How to Get to Sassafras Mountain

“The summit parking lot is just ten minutes,” the young lady told me at the Table Rock State Park Visitor Center. Ten minutes, she said. Thirty minutes later after some pretty curvy roads and steep climbs I finally reached that parking lot. I’ve always wondered how she makes it up there in ten minutes.

Getting to Sassafras Mountain is a bit of an adventure because it is a bit remote. Greenville, the nearest city, is about an hour away in South Carolina. It’s actually quicker and easier to get there from Brevard, North Carolina.


Either way you’ll end up on US Highway 178, locally called Moorefield Memorial Highway on the South Carolina end and Pickens Highway on the North Carolina end. The two lane paved road has quite a few twists and turns, making it feel twice as long as it actually takes to get there.

At the base of the mountain turn onto F. Van Clayton Memorial Highway to begin the climb to the summit. It is a 4.7-mile drive from here to the parking lot just below the summit of the mountain. A little more than halfway to the top you’ll see a sign pointing toward Carolina Point, a resort-style youth camp you’ll be able to see from the observation tower.

To reach the summit parking lot on Sassafras Mountain from Greenville, SC takes about an hour; from Brevard, NC takes about thirty minutes; and from I-26 along the Cherokee Foothills National Scenic Byway about an hour and a half.  


Favorite Travel Photos of Sassafras Mountain

I’ve traveled to the summit of Sassafras Mountain four times now, and each time I was treated to an entirely different view.
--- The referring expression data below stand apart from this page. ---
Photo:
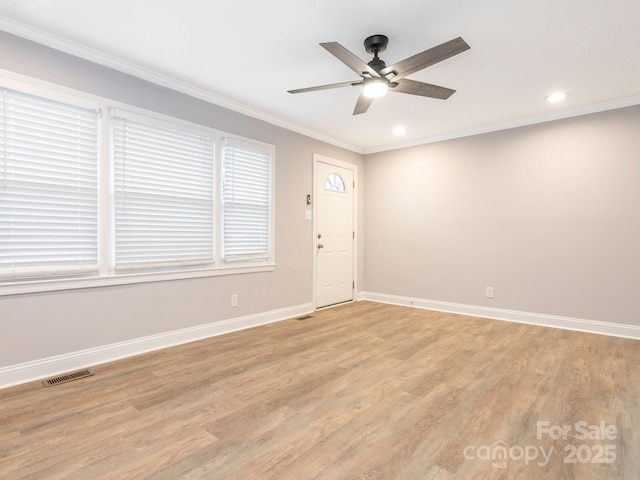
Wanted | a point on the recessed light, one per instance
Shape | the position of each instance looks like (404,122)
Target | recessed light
(374,88)
(556,97)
Here are a few of my favorite photos I have captured on the mountain summit over the years.

My second visit in Feburary 2017 the landscape was barren and cold, but the beams of sunlight were absolutely stunning.
With a 300mm telephoto lens i was able to capture this stunning sunset over Rabun Bald in Georgia from the Lower Observation Deck on Sassafras Mountain.
The first time I visited the newly completely observation tower this is all I could see. It was eerily beautiful.
Endless landscapes. Endless mountains. Endless family fun.